Il ritardo delle temperature rispetto alle concentrazioni di CO2 nei dati antartici

Torino, 19 marzo 2009

Sebbene dati ormai quasi due anni, a mio giudizio è del tutto attuale rileggersi quanto ha scritto Eric Steig, geochimico dell'Università di Washington a Seattle, il cui primario interesse di ricerca è l'utilizzo della documentazione (record) dei carotaggi glaciali per documentare la variabilità climatica del passato. L'attività di ricerca di Steig comunque spazia anche sulla storia geologica delle carote glaciali, sulla dinamica delle lingue glaciali e, in generale, del clima, oltre che, ovviamente, sulla chimica dell'atmosfera. 
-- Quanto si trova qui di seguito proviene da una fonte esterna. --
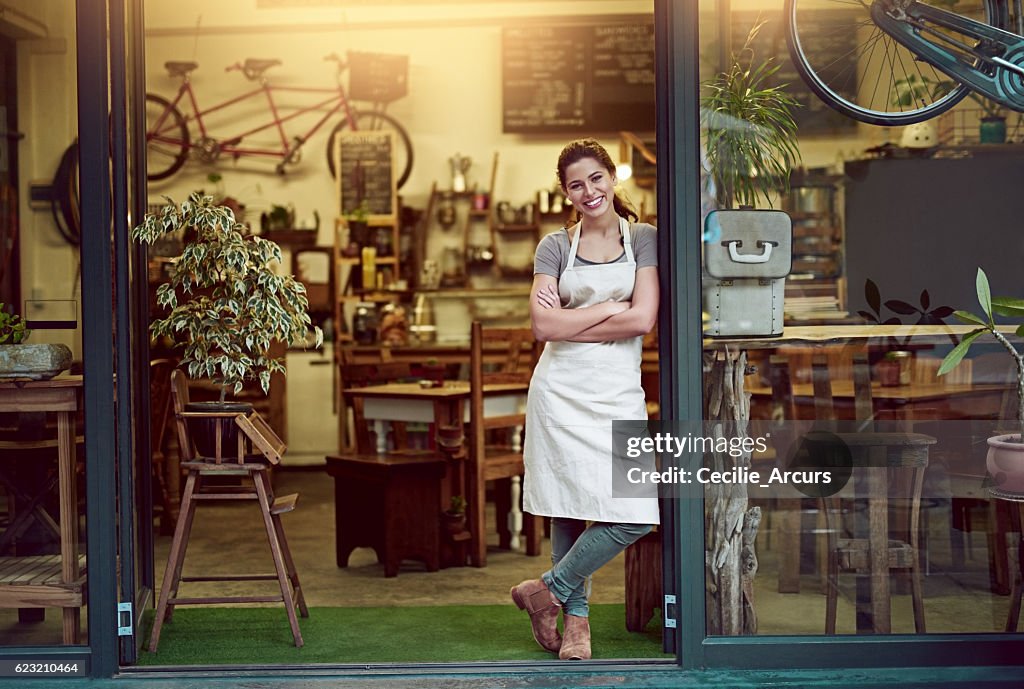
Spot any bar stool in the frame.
[150,370,309,652]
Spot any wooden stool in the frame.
[626,531,663,632]
[327,453,446,576]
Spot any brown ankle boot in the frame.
[558,614,590,660]
[510,579,562,653]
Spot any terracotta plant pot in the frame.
[985,433,1024,496]
[441,511,466,535]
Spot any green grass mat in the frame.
[138,605,671,665]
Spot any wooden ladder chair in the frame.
[150,370,309,652]
[813,354,936,634]
[466,320,544,567]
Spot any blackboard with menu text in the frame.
[335,130,398,223]
[502,18,655,134]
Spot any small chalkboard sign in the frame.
[502,16,655,134]
[334,130,398,224]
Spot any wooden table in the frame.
[703,325,1015,635]
[344,381,528,545]
[0,376,86,644]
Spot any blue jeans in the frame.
[541,517,654,617]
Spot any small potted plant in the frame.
[344,200,370,249]
[441,496,466,535]
[420,356,447,387]
[0,302,72,380]
[938,268,1024,496]
[132,193,324,451]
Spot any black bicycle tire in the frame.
[145,93,191,182]
[327,111,413,189]
[783,0,992,127]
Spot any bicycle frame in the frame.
[870,0,1024,112]
[152,77,360,160]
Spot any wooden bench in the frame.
[626,531,663,632]
[327,453,446,576]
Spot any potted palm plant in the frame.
[938,268,1024,496]
[132,193,324,453]
[701,21,801,208]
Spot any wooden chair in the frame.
[816,354,936,634]
[327,361,450,576]
[466,321,543,567]
[150,370,309,652]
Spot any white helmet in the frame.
[899,120,939,148]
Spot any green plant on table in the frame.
[938,268,1024,440]
[0,302,32,344]
[132,193,324,401]
[344,200,370,223]
[447,496,466,515]
[701,21,801,208]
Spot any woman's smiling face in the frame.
[564,158,615,217]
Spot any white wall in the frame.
[4,0,81,355]
[145,0,653,244]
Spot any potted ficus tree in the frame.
[938,268,1024,496]
[132,193,324,454]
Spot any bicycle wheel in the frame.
[327,111,413,189]
[785,0,991,126]
[145,93,189,182]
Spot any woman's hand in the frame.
[537,285,562,308]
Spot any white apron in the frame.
[523,218,658,524]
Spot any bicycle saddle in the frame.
[164,60,199,77]
[242,57,281,79]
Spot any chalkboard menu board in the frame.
[335,131,397,222]
[731,9,860,134]
[502,19,655,134]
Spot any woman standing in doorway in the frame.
[511,139,658,660]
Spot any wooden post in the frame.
[703,349,761,636]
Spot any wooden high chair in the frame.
[466,321,544,567]
[150,370,309,652]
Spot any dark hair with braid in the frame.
[557,139,640,222]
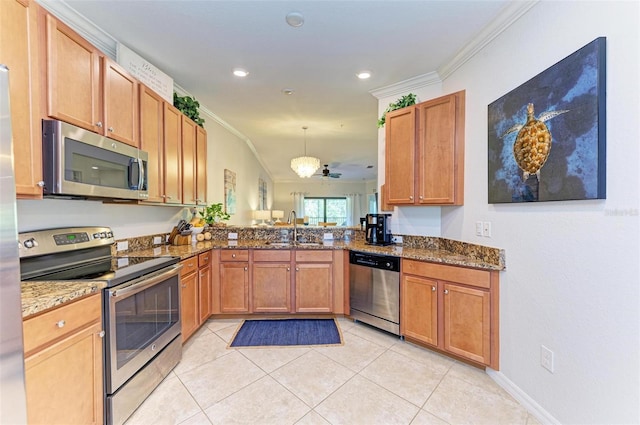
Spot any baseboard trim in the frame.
[486,368,561,425]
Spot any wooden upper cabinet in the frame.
[139,84,164,202]
[196,125,207,205]
[0,0,42,198]
[162,102,182,204]
[41,10,102,133]
[182,115,198,205]
[102,57,140,147]
[384,107,416,205]
[385,91,465,205]
[41,12,139,147]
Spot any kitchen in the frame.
[2,2,640,423]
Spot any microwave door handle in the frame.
[138,158,147,190]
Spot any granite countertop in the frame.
[128,240,504,270]
[21,280,106,318]
[22,239,505,318]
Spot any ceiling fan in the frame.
[314,164,342,179]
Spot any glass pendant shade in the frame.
[291,156,320,178]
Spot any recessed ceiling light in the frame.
[284,12,304,28]
[233,68,249,77]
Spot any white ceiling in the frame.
[60,0,509,181]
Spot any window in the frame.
[304,198,347,226]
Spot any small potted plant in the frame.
[200,202,231,226]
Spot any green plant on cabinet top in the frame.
[173,92,204,128]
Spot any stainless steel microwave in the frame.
[42,120,149,199]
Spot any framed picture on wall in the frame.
[224,169,236,214]
[488,37,606,204]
I dati e le argomentazioni da lui citati sono infatti molto utili per comprendere da un lato la complessità dei meccanismi che regolano il clima e, dall'altro, come siano del tutto inconsistenti alcune delle critiche mosse dai cosiddetti "negazionisti dei cambiamenti climatici" sul fatto che l'attuale incremento delle concentrazioni di CO2 possa avere come effetto un incremento delle temperature. Del resto, come si vedrà sul pensiero successivo, purtroppo gli ultimi dati a disposizione mostrano che i risultati dei modelli sembrano addirittura sottostimati (mentre si passa il tempo a discutere, e mentre taluni mettono in dubbio addirittura l'esistenza del riscaldamento globale - si veda ad esempio questo congresso organizzato dal governo italiano - , il riscaldamento stesso galoppa a ritmi rapidi...), confermando la cautela adottata dai diversi gruppi di lavoro dell'IPCC nella selezione degli intervalli e nella valutazione delle forzanti, ma anche gli aggettivi (very likely, likely, ...) utilizzati per valutare l'affidabilità della conoscenza nei singoli punti.

È quindi per questo motivo che ho deciso di tradurre integralmente per voi il post di Steig apparso qui su Real Climate lo scorso 27 aprile 2007 (traduzione in rosso granata).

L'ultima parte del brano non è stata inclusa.